Tutorial

To run GenomeBlast, the following four steps are involved:
   1. Choose blastp Options
   2. Upload Genome Sequence Files
   3. Genome Comparison Parameters
   4. Genome Comparison Results

1. Choose blastp Options

Detailed description of blastp options is available on the NCBI web (http://www.ncbi.nlm.nih.gov/BLAST/blastcgihelp.shtml). Default values for Expect, Word size, Matrix and Gap costs are the same as used by regular blastp.
Note the combination of BLOSUM and gap costs, e.g., BLOSUM62 (Gap costs: existence=11, extension=1), BLOSUM45 (Gap costs: existence=15, extension=2)

2. Upload Genome Sequence Files

First specify the number of genomes for comparison, then click OK. There will be an entry for each of the number of files specified. To upload, click Browse, and locate your file. Select the file by double clicking, or highlight and click the button "open" to bring the file location to the entry provided. Once all files have been located, press the button "Run genome-to-genome Blast."
The inputs are genome sequence files in the GenBank format. Each genome sequence file needs to include coding sequence (CDS) annotations in the FEATURE table.
To reset the number of genomes for comparison, click Reset button.

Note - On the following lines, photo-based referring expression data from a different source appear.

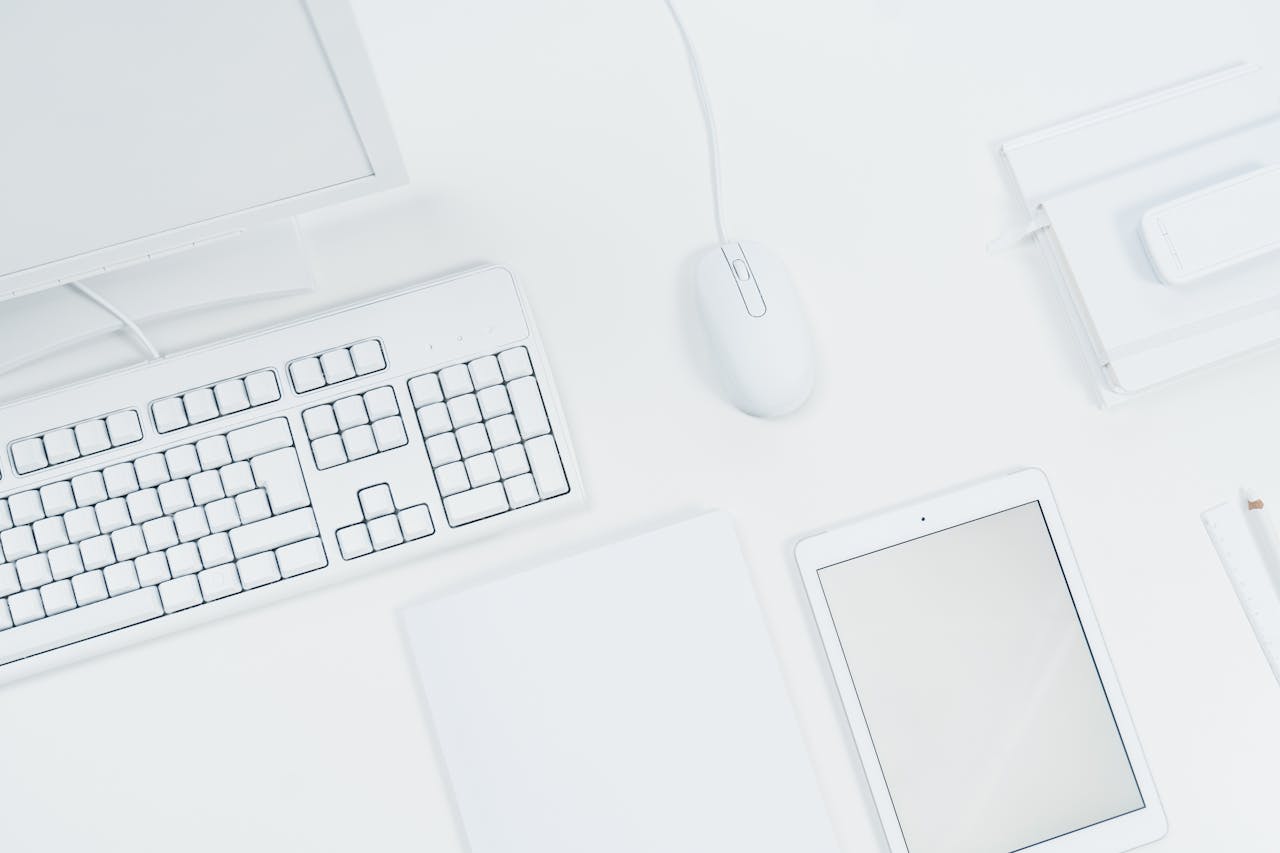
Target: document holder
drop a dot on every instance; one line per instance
(1161, 222)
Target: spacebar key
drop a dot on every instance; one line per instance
(82, 623)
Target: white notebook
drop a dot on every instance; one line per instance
(626, 699)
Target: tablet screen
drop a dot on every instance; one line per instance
(979, 688)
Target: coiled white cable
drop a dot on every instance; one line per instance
(708, 118)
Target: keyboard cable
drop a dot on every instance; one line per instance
(708, 118)
(129, 325)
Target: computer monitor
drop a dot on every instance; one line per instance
(137, 128)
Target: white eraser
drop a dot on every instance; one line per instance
(1215, 228)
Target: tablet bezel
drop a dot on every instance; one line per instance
(932, 515)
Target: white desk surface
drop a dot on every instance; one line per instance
(562, 138)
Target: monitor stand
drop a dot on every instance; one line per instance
(261, 263)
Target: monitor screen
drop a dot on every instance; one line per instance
(979, 689)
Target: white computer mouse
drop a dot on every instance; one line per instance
(757, 332)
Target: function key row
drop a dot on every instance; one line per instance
(337, 365)
(218, 400)
(68, 443)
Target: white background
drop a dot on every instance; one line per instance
(562, 138)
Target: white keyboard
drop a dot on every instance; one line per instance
(232, 475)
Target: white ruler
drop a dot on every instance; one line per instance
(1255, 585)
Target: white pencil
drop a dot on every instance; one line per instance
(1264, 530)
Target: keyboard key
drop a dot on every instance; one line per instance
(280, 474)
(91, 437)
(176, 496)
(434, 419)
(215, 550)
(257, 570)
(260, 438)
(88, 588)
(213, 452)
(380, 402)
(425, 391)
(512, 461)
(320, 422)
(191, 524)
(306, 374)
(263, 388)
(58, 597)
(475, 503)
(77, 625)
(183, 560)
(8, 579)
(452, 479)
(120, 479)
(206, 487)
(182, 461)
(494, 401)
(88, 489)
(160, 534)
(128, 543)
(60, 446)
(151, 470)
(28, 456)
(503, 430)
(96, 552)
(375, 501)
(144, 506)
(178, 593)
(443, 450)
(26, 507)
(389, 433)
(472, 439)
(329, 451)
(521, 491)
(237, 479)
(545, 463)
(33, 571)
(120, 578)
(23, 607)
(355, 542)
(274, 533)
(252, 506)
(81, 524)
(232, 396)
(301, 557)
(526, 400)
(359, 442)
(483, 469)
(219, 582)
(368, 357)
(465, 410)
(152, 569)
(350, 413)
(169, 414)
(515, 364)
(385, 533)
(485, 372)
(337, 366)
(50, 533)
(123, 428)
(456, 381)
(17, 543)
(416, 523)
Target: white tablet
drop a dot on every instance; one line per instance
(976, 679)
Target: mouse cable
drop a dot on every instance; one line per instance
(708, 118)
(129, 325)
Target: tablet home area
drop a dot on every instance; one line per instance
(976, 679)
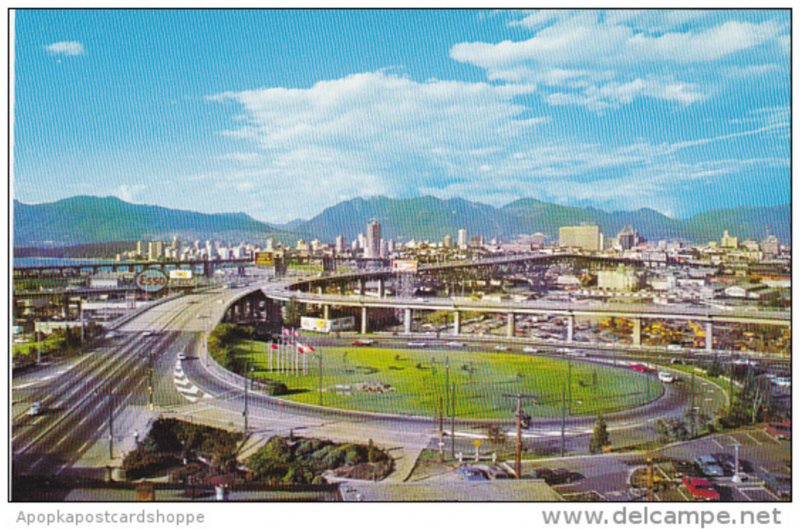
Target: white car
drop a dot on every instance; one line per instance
(35, 409)
(667, 378)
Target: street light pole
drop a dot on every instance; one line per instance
(518, 462)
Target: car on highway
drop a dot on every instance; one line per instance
(472, 474)
(35, 409)
(779, 430)
(778, 484)
(709, 466)
(701, 489)
(666, 377)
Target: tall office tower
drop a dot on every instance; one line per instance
(340, 245)
(373, 247)
(586, 237)
(462, 238)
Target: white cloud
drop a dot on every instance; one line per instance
(602, 60)
(68, 48)
(375, 133)
(129, 193)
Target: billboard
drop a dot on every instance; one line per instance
(323, 325)
(180, 274)
(151, 280)
(264, 259)
(408, 265)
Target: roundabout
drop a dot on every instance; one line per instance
(403, 382)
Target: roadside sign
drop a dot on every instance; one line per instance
(151, 280)
(264, 259)
(180, 274)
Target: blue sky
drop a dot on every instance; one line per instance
(281, 114)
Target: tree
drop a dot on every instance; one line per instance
(600, 438)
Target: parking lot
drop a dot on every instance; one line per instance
(620, 477)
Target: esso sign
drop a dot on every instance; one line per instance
(151, 280)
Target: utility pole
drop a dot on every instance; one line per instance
(246, 377)
(319, 382)
(453, 421)
(111, 424)
(563, 418)
(151, 387)
(569, 385)
(518, 462)
(38, 346)
(441, 428)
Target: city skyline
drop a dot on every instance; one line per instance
(678, 111)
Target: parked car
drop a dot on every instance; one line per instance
(709, 466)
(701, 489)
(781, 430)
(727, 461)
(472, 474)
(778, 484)
(666, 377)
(35, 409)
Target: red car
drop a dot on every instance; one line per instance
(779, 430)
(701, 489)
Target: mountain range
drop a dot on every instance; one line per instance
(84, 220)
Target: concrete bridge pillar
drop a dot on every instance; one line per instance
(637, 331)
(570, 328)
(407, 320)
(510, 325)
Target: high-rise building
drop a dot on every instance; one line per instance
(462, 238)
(155, 250)
(340, 245)
(770, 246)
(729, 241)
(586, 237)
(627, 238)
(373, 246)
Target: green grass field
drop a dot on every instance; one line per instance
(413, 381)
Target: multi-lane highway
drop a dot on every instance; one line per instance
(76, 397)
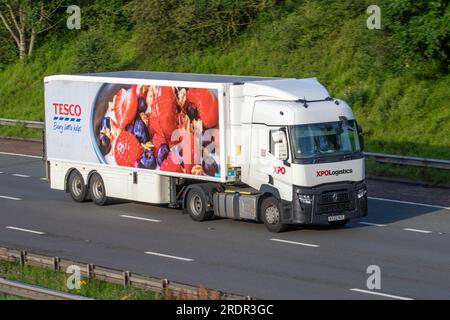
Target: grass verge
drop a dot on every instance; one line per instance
(91, 288)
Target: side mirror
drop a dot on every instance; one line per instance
(361, 137)
(280, 145)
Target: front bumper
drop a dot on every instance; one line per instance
(328, 200)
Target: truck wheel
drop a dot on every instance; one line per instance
(271, 215)
(97, 190)
(76, 186)
(341, 223)
(196, 205)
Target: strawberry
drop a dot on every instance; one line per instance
(163, 117)
(127, 149)
(206, 104)
(125, 106)
(188, 147)
(157, 141)
(169, 165)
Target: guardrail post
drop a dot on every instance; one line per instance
(90, 270)
(23, 257)
(126, 278)
(56, 264)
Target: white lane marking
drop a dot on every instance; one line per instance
(26, 230)
(169, 256)
(139, 218)
(19, 155)
(21, 175)
(417, 230)
(413, 203)
(10, 198)
(381, 294)
(296, 243)
(372, 224)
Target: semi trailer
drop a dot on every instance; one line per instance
(280, 151)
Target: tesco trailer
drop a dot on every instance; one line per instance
(278, 151)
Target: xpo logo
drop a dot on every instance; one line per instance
(327, 173)
(279, 170)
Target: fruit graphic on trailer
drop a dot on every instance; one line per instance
(127, 149)
(163, 115)
(125, 106)
(206, 105)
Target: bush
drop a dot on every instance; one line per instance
(95, 51)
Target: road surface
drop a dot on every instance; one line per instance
(407, 234)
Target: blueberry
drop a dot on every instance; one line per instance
(210, 166)
(191, 112)
(148, 160)
(163, 152)
(105, 144)
(142, 104)
(140, 131)
(106, 123)
(130, 128)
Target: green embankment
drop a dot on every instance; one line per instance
(397, 79)
(57, 281)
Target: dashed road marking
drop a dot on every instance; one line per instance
(19, 155)
(381, 294)
(168, 256)
(140, 218)
(412, 203)
(418, 230)
(21, 175)
(26, 230)
(296, 243)
(372, 224)
(10, 198)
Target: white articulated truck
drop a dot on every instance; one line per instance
(278, 151)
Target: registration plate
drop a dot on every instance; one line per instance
(336, 218)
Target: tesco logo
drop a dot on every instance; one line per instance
(65, 109)
(327, 173)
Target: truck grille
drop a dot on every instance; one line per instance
(334, 197)
(338, 201)
(336, 207)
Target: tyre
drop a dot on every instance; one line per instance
(341, 223)
(197, 205)
(271, 215)
(76, 186)
(97, 190)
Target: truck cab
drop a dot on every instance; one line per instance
(304, 149)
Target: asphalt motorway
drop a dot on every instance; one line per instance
(408, 238)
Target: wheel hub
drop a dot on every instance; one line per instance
(196, 205)
(272, 215)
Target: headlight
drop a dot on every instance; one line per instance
(362, 193)
(304, 198)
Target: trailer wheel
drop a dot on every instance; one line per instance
(271, 215)
(97, 190)
(338, 224)
(196, 205)
(76, 186)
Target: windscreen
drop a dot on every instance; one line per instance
(325, 139)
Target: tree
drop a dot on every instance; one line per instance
(25, 20)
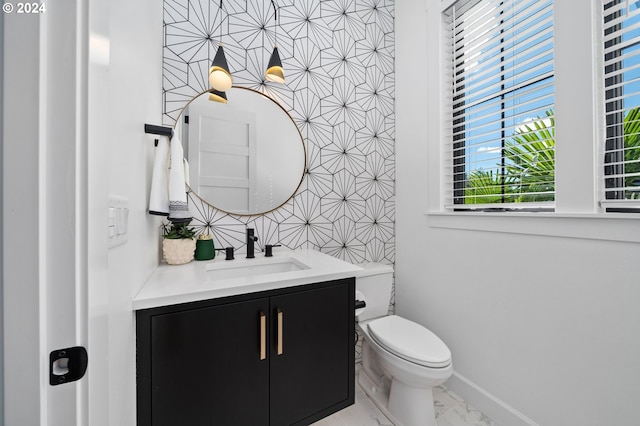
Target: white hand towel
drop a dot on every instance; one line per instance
(178, 208)
(159, 198)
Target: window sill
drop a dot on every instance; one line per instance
(621, 227)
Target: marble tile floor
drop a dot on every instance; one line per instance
(451, 410)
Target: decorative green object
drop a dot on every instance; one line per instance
(205, 249)
(177, 231)
(178, 244)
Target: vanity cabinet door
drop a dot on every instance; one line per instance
(312, 375)
(206, 366)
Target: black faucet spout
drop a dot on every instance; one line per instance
(251, 239)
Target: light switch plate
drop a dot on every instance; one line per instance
(117, 220)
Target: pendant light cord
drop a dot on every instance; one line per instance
(276, 19)
(221, 21)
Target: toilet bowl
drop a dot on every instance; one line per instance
(401, 360)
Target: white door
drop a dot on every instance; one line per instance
(222, 155)
(44, 214)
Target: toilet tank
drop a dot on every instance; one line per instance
(375, 282)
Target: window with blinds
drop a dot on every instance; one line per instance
(500, 134)
(622, 94)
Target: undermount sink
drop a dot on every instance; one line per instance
(253, 267)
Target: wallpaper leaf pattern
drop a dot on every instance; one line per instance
(338, 57)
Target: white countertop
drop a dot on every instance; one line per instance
(173, 284)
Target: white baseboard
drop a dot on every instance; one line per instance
(493, 407)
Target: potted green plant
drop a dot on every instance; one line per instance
(178, 243)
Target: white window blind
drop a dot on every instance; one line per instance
(621, 20)
(500, 137)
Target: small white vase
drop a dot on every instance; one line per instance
(178, 251)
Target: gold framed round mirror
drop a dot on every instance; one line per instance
(246, 157)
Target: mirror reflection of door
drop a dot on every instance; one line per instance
(222, 147)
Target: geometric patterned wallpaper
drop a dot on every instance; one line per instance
(338, 57)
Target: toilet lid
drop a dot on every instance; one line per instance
(410, 341)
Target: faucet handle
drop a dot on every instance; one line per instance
(228, 252)
(268, 249)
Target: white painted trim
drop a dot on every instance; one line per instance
(492, 406)
(606, 227)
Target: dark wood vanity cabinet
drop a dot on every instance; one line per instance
(282, 357)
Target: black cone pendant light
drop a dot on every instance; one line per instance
(217, 96)
(274, 71)
(219, 76)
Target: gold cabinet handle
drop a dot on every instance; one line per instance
(263, 336)
(280, 337)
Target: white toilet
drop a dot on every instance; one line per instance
(401, 361)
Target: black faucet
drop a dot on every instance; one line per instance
(251, 238)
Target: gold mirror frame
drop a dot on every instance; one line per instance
(299, 134)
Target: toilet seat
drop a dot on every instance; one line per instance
(410, 341)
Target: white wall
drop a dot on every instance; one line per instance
(543, 329)
(125, 83)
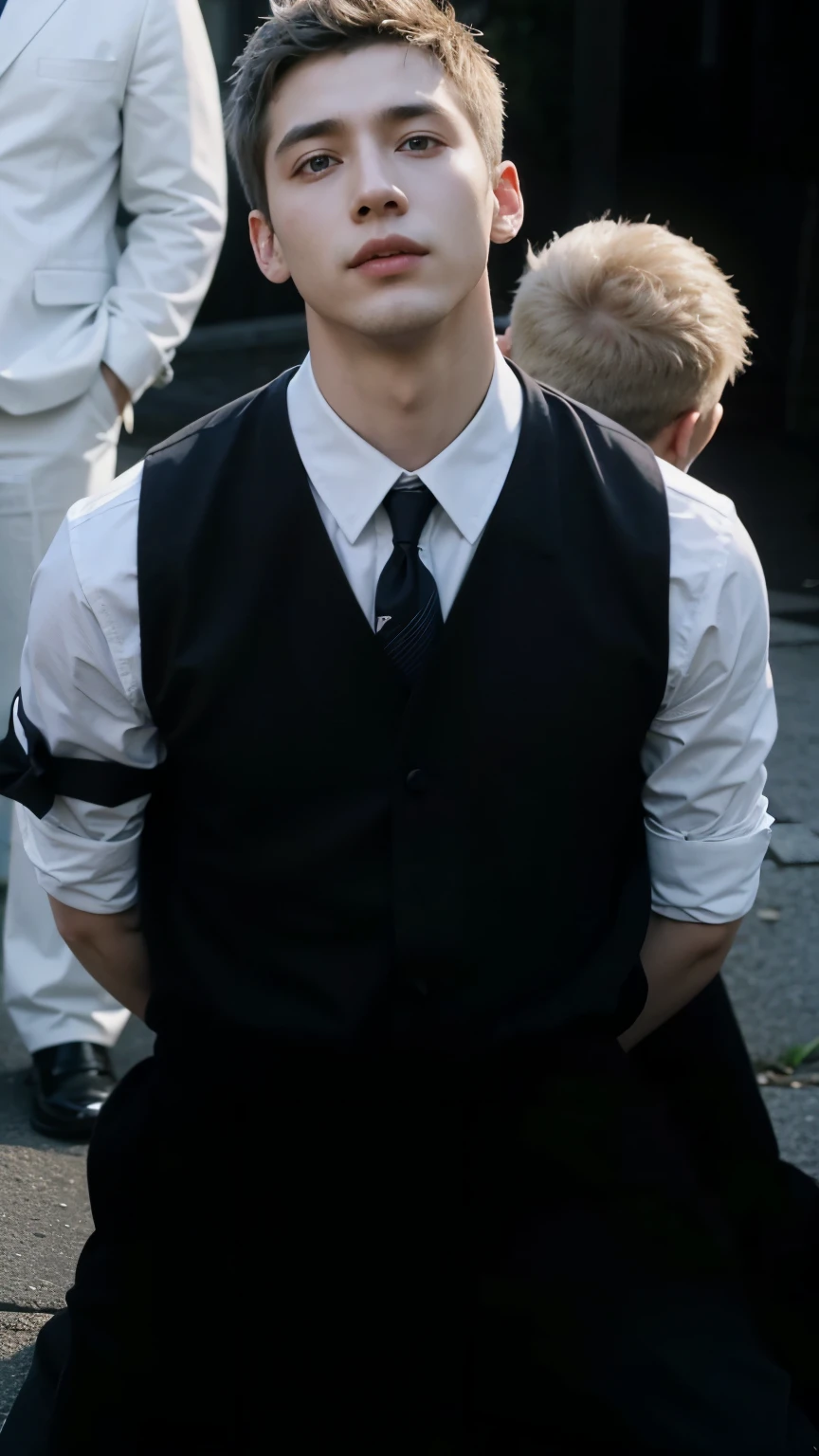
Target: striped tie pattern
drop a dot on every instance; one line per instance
(409, 614)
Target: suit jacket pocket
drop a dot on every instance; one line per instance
(67, 287)
(76, 68)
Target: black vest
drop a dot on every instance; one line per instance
(328, 856)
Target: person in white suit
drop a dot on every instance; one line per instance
(100, 105)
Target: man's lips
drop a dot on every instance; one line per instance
(387, 255)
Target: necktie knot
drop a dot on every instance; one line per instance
(409, 508)
(409, 613)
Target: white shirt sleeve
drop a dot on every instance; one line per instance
(81, 684)
(707, 817)
(173, 181)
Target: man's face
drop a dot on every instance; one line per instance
(372, 150)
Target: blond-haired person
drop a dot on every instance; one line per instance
(636, 322)
(372, 664)
(643, 326)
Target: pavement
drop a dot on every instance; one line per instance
(773, 972)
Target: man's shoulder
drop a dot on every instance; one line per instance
(599, 429)
(223, 420)
(693, 500)
(100, 513)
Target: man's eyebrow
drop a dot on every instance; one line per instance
(330, 127)
(414, 111)
(308, 133)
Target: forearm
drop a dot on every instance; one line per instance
(680, 959)
(113, 951)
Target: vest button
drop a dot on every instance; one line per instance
(415, 781)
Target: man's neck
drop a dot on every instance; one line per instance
(409, 398)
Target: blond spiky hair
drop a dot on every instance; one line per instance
(302, 29)
(629, 319)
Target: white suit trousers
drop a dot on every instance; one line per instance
(46, 462)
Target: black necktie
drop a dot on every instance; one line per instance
(409, 613)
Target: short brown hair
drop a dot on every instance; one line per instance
(300, 29)
(632, 320)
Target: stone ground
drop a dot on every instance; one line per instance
(774, 967)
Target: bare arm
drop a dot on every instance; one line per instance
(680, 959)
(111, 948)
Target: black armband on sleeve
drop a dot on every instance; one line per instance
(37, 777)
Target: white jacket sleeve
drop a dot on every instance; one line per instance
(173, 181)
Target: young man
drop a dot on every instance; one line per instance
(376, 627)
(643, 326)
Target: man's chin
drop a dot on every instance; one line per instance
(400, 319)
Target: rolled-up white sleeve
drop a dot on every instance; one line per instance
(81, 684)
(707, 820)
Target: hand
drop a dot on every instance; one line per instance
(119, 391)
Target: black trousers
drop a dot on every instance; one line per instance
(510, 1258)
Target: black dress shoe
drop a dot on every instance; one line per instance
(72, 1083)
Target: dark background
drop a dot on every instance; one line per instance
(696, 113)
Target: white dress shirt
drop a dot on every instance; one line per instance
(705, 814)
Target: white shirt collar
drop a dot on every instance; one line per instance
(353, 480)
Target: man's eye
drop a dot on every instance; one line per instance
(422, 143)
(317, 165)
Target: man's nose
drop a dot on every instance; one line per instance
(376, 194)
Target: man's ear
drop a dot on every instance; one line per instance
(267, 249)
(682, 439)
(504, 344)
(507, 204)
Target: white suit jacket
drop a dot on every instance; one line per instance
(103, 102)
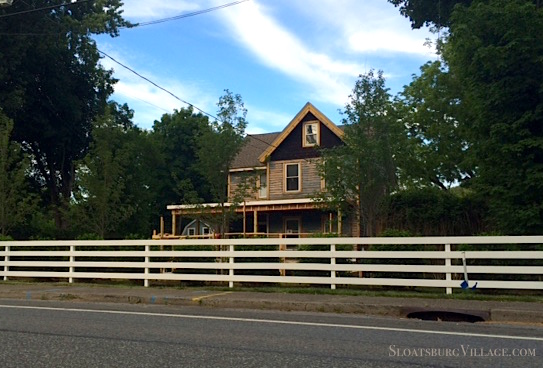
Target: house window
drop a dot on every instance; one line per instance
(311, 134)
(262, 186)
(292, 177)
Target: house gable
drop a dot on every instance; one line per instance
(292, 146)
(290, 141)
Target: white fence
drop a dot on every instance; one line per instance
(435, 262)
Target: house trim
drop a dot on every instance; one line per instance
(285, 177)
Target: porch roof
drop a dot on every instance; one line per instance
(263, 205)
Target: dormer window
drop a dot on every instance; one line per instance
(311, 136)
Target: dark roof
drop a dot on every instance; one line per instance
(254, 146)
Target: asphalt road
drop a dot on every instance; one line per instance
(60, 334)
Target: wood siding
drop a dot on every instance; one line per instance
(238, 178)
(310, 179)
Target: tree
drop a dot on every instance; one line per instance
(177, 137)
(495, 50)
(16, 203)
(362, 172)
(218, 146)
(433, 114)
(53, 86)
(436, 13)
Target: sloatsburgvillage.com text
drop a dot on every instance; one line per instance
(462, 351)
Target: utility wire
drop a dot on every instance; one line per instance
(44, 8)
(173, 95)
(185, 15)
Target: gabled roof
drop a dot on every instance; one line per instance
(308, 108)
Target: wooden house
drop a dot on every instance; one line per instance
(283, 168)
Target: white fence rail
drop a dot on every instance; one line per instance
(436, 262)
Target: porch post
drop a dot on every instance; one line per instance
(339, 223)
(244, 220)
(255, 221)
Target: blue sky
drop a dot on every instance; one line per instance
(277, 54)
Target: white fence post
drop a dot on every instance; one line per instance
(72, 260)
(447, 266)
(333, 263)
(147, 261)
(231, 270)
(6, 259)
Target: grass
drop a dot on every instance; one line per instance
(429, 293)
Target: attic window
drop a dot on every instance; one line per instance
(292, 177)
(311, 136)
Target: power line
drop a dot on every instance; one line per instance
(173, 95)
(45, 8)
(186, 15)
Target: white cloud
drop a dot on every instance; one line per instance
(369, 26)
(264, 121)
(276, 47)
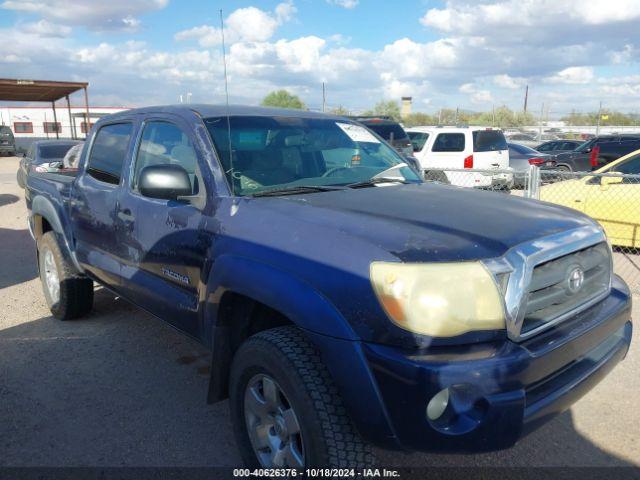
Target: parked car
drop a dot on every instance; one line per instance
(614, 201)
(460, 148)
(522, 157)
(43, 156)
(523, 139)
(598, 152)
(390, 131)
(345, 301)
(557, 146)
(7, 141)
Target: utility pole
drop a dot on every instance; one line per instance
(540, 122)
(324, 97)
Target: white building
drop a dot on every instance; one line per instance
(38, 121)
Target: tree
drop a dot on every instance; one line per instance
(283, 99)
(388, 108)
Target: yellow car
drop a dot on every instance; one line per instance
(613, 201)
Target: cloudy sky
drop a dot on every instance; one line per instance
(471, 54)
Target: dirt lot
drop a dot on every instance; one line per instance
(121, 388)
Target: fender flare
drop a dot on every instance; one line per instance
(276, 288)
(43, 207)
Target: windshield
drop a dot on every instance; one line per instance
(418, 139)
(284, 152)
(53, 151)
(585, 145)
(488, 141)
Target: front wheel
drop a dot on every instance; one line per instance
(68, 294)
(286, 410)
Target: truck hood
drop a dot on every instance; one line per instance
(428, 222)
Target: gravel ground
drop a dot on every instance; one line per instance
(122, 388)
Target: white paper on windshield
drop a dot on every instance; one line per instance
(357, 133)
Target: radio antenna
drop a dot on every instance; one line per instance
(226, 93)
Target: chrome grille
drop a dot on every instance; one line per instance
(552, 290)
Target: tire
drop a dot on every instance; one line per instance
(436, 176)
(74, 295)
(326, 438)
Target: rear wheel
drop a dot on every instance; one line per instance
(286, 410)
(68, 294)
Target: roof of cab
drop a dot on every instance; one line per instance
(222, 110)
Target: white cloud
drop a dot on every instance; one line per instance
(471, 66)
(99, 15)
(467, 17)
(249, 24)
(44, 28)
(506, 81)
(349, 4)
(573, 76)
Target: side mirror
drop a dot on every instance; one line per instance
(614, 180)
(167, 182)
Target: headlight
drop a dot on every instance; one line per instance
(439, 299)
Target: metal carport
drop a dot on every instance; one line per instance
(22, 90)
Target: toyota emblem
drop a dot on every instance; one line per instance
(575, 280)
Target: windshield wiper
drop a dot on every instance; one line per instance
(297, 189)
(376, 180)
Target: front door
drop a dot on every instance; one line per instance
(162, 271)
(93, 202)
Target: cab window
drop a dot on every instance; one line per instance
(109, 151)
(164, 143)
(418, 139)
(449, 142)
(630, 167)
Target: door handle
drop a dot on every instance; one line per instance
(125, 215)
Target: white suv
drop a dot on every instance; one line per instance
(477, 148)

3. Genome Comparison Parameters

Once blast search is done, next step is to select options below to identify homologous genes/CDS.
        Coverage is the percentage of the total aligned sequences over the query sequence. The
           default threshold is 50%.
        Identity is the proportion (%) of identical amino acid pairs in the aligned region. The
           default threshold we use is 30%
        E-value, expectation value, is the number of different alignments with scores equivalent
           to or better that are expected to occur in a database search by chance. The default
           threshold we use is 10.
Disable pairwise blast preview pictures. The default will show previews.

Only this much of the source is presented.